Causes. Something depends on constitutional predisposition. This is preëminently a disease of the heavy, lymphatic, draught horse, being rare in racers and trotters, with fine sinewy limbs, no long hair on the fetlock, delicate skins, and less abundant sebaceous glands. It is almost, though not quite, unknown in the spare limbs of ass and mule, and though claimed by Reynal as attacking cattle its occurrence is equally rare in them. Much of this may be attributed to conformation. The limb of the draught horse is so much thicker and coarser, with a great excess of connective tissue and lymph plexus which become readily gorged in idleness, inducing stocking, congestion and debility of the whole limb. This same condition operates as a powerful predisposition to lymphangitis. Again the great length and profusion of the long hairs, entails the necessary compliment of an excessive development of the sebaceous glands which become over-stimulated by congestion, and afford a much more open and favorable infection atrium for the pus microbes. These structural conditions are much more marked in the draught horses of wet regions as in Ireland, the western counties of Great Britain, Belgium, Holland, and the Atlantic provinces of France, and in these the affection is remarkably prevalent. In our Eastern States and on the Plains, where the progeny of imported draught horses lose their digital hair, the malady is comparatively rare. A similar immunity has long been noticed in the horses of Spain and Africa. Disturbances of the digestion in heavily fed horses, subjected to transient confinement in the stall, and diseases of the liver and kidneys, must be recognized as further predisposing causes. The age of five and six when many horses change hands, and are subjected to extreme changes of stabling, feed and work, has furnished the greatest number of cases.

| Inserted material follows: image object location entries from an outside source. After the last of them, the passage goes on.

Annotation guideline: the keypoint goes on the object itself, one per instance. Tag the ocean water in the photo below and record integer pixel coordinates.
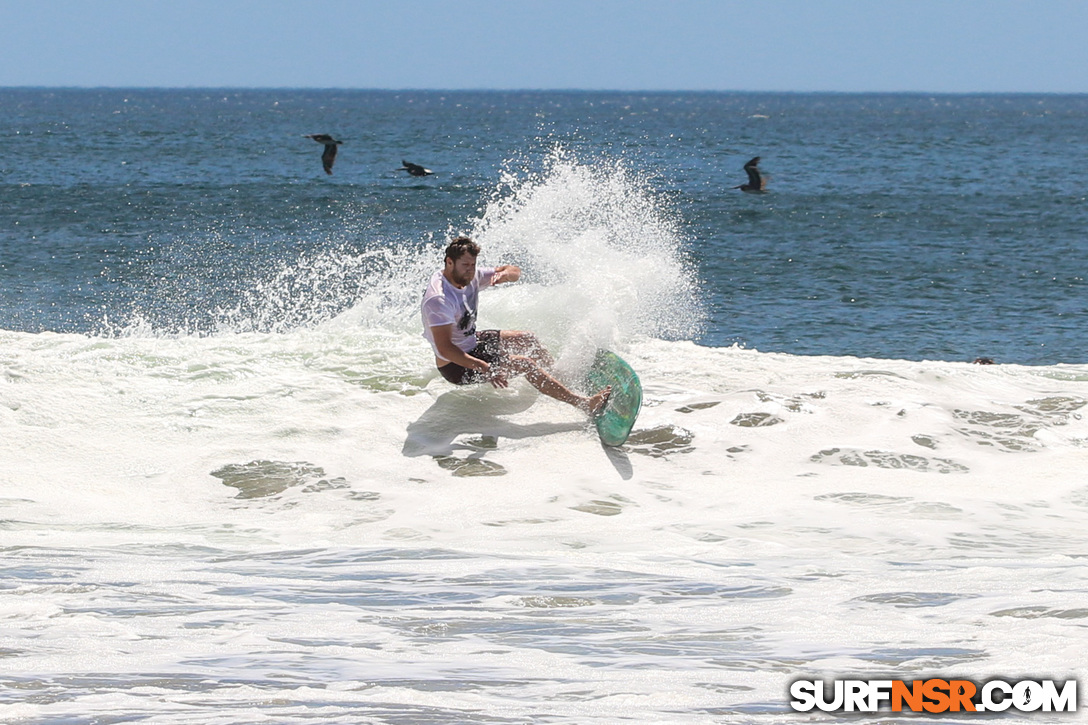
(234, 490)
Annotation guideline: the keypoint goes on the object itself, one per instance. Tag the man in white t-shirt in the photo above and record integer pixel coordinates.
(466, 356)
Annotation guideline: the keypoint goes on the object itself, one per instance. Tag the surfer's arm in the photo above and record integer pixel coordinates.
(506, 273)
(444, 343)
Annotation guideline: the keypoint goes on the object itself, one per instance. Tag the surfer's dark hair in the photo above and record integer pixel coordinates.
(460, 246)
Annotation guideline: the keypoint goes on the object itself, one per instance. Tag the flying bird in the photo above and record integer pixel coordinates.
(330, 154)
(756, 183)
(415, 169)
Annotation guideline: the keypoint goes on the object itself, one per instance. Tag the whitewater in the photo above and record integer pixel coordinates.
(292, 518)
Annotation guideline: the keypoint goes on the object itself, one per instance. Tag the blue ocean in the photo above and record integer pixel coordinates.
(233, 488)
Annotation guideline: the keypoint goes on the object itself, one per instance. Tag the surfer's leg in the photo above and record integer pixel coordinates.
(547, 384)
(519, 342)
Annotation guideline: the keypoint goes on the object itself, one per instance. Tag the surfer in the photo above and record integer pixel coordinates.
(329, 157)
(465, 356)
(415, 169)
(757, 183)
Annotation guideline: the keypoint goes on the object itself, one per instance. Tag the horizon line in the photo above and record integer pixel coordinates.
(551, 90)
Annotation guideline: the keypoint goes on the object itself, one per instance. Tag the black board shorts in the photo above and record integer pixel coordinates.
(486, 349)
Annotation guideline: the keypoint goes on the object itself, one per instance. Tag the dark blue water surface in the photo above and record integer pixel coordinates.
(895, 225)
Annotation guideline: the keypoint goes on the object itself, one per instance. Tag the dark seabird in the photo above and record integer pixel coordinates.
(415, 169)
(330, 155)
(756, 183)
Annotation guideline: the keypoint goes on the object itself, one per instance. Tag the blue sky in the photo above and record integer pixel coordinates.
(936, 46)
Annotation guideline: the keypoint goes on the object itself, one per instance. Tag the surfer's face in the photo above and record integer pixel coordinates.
(460, 271)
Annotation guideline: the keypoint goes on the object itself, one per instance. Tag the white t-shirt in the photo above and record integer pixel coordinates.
(444, 304)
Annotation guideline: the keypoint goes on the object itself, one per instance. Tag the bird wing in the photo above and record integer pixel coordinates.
(329, 157)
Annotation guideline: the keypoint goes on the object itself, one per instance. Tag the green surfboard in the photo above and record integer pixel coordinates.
(615, 424)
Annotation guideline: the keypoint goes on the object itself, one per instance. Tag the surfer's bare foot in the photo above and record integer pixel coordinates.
(595, 404)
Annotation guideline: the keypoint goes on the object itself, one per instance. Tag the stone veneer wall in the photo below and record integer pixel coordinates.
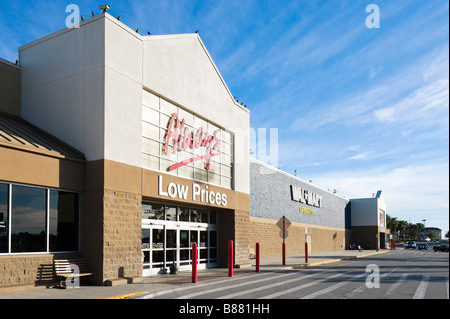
(122, 235)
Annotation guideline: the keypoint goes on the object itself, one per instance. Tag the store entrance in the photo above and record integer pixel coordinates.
(168, 243)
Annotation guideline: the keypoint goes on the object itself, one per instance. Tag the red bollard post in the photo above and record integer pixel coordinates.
(306, 252)
(258, 256)
(230, 258)
(194, 263)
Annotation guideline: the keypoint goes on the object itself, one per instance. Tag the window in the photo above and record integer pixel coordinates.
(4, 237)
(28, 219)
(37, 220)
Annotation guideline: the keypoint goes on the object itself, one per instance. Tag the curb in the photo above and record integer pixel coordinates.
(333, 260)
(127, 296)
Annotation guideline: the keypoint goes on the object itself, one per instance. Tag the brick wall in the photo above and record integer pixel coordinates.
(271, 198)
(269, 236)
(122, 235)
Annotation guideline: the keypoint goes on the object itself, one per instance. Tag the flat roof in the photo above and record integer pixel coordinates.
(19, 134)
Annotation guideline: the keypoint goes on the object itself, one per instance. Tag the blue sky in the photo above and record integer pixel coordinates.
(357, 109)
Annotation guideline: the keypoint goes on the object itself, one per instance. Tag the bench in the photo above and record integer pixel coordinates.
(64, 270)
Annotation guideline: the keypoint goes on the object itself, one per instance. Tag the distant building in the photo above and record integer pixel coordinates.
(431, 232)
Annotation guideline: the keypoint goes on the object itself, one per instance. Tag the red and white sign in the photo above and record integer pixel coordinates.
(184, 138)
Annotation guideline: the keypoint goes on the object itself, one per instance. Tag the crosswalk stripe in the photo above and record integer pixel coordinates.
(165, 292)
(333, 287)
(396, 284)
(270, 286)
(359, 289)
(203, 292)
(420, 292)
(284, 292)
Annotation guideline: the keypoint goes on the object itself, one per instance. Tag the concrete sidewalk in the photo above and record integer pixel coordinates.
(163, 282)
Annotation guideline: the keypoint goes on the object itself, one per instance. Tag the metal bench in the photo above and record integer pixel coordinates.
(70, 267)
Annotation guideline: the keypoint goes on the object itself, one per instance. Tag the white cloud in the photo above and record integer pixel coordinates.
(359, 156)
(385, 114)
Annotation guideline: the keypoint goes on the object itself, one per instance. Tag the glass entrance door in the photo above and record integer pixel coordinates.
(168, 241)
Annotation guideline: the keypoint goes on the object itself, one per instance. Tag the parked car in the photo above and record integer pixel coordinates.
(441, 247)
(422, 246)
(410, 244)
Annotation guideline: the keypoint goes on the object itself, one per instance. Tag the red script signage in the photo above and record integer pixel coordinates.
(183, 139)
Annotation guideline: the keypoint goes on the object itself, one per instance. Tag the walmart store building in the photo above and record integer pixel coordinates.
(126, 149)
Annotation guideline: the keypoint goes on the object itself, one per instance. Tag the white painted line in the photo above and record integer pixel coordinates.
(270, 286)
(209, 283)
(251, 282)
(359, 289)
(333, 287)
(420, 292)
(284, 292)
(396, 284)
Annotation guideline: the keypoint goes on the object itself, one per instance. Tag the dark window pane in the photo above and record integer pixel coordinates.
(28, 220)
(171, 213)
(63, 221)
(184, 238)
(152, 211)
(184, 214)
(3, 218)
(158, 239)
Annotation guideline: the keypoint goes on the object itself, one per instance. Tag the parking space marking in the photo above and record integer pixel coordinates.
(396, 284)
(333, 287)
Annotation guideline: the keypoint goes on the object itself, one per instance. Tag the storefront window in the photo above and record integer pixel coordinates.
(171, 213)
(183, 214)
(28, 220)
(38, 225)
(4, 218)
(153, 211)
(63, 230)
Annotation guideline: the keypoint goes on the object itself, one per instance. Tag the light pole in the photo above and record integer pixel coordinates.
(424, 220)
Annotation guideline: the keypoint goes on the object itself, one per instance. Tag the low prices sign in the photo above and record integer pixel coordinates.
(183, 138)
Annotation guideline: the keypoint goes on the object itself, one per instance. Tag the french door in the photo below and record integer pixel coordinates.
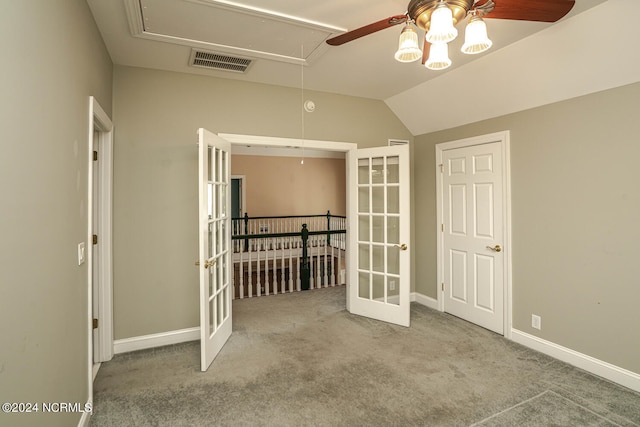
(379, 247)
(215, 237)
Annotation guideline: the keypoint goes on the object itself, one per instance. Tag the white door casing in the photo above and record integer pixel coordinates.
(379, 225)
(474, 246)
(215, 245)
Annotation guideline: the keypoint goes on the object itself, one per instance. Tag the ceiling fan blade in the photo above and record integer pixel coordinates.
(531, 10)
(425, 51)
(367, 29)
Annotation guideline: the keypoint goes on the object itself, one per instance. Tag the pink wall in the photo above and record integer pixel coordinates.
(278, 186)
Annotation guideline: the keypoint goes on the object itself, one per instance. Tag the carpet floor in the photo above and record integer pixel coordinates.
(302, 360)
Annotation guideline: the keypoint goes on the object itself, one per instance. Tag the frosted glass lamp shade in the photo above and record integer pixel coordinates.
(475, 37)
(438, 57)
(408, 48)
(441, 29)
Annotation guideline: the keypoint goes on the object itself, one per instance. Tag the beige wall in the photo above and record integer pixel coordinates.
(575, 212)
(282, 186)
(53, 60)
(156, 115)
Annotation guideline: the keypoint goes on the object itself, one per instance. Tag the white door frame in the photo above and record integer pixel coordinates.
(267, 141)
(503, 138)
(243, 193)
(100, 136)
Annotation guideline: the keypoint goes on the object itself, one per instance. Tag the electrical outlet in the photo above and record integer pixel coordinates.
(536, 321)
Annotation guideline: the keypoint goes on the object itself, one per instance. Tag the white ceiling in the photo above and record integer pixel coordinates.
(286, 40)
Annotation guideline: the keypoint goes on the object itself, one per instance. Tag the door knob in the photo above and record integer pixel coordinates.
(207, 263)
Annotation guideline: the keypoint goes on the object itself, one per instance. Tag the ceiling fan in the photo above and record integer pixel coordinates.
(438, 19)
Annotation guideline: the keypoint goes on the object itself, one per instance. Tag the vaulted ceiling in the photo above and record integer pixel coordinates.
(284, 41)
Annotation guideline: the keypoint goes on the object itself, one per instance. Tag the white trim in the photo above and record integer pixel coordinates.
(84, 419)
(243, 192)
(424, 300)
(504, 139)
(269, 141)
(96, 368)
(595, 366)
(98, 121)
(156, 340)
(249, 150)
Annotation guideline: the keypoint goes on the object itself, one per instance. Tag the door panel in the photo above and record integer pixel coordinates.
(215, 236)
(472, 214)
(379, 233)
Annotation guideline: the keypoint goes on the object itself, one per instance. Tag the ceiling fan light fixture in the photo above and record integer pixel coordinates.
(408, 48)
(438, 57)
(475, 37)
(441, 29)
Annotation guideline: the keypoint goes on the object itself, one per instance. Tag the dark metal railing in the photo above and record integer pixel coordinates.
(259, 230)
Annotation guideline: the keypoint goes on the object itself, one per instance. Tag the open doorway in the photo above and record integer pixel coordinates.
(100, 259)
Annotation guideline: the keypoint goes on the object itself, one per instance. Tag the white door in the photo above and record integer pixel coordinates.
(379, 249)
(473, 257)
(215, 238)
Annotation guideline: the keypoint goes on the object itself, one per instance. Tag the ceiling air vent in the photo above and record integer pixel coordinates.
(217, 61)
(393, 142)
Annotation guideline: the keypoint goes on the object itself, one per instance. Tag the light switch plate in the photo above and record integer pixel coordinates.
(82, 255)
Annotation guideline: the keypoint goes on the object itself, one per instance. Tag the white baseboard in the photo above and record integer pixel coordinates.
(424, 300)
(155, 340)
(595, 366)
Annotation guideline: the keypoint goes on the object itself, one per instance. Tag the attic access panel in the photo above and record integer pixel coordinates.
(230, 27)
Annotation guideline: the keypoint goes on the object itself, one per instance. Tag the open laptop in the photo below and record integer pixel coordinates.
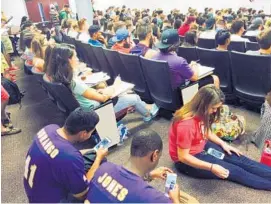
(205, 71)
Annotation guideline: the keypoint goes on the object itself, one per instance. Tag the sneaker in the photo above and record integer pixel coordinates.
(11, 131)
(153, 113)
(7, 123)
(13, 68)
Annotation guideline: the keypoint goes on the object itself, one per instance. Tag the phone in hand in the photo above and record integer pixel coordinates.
(104, 143)
(170, 182)
(215, 153)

External causes we find in all those conditions already enumerated which favor chapped heels. Wet, mud, gritty masses, irritant fumes of manure, cold, heat, filth are potent factors. In connection with these are the pus and septic microbes that are always present in stables, farm yards, manure, street dust, etc. No one of these can be adduced as the constant and exclusive cause, and it is inevitable that a complex infection should be present, yet the propagation and persistence of the disease may often be connected with the streptococcus pyogenes.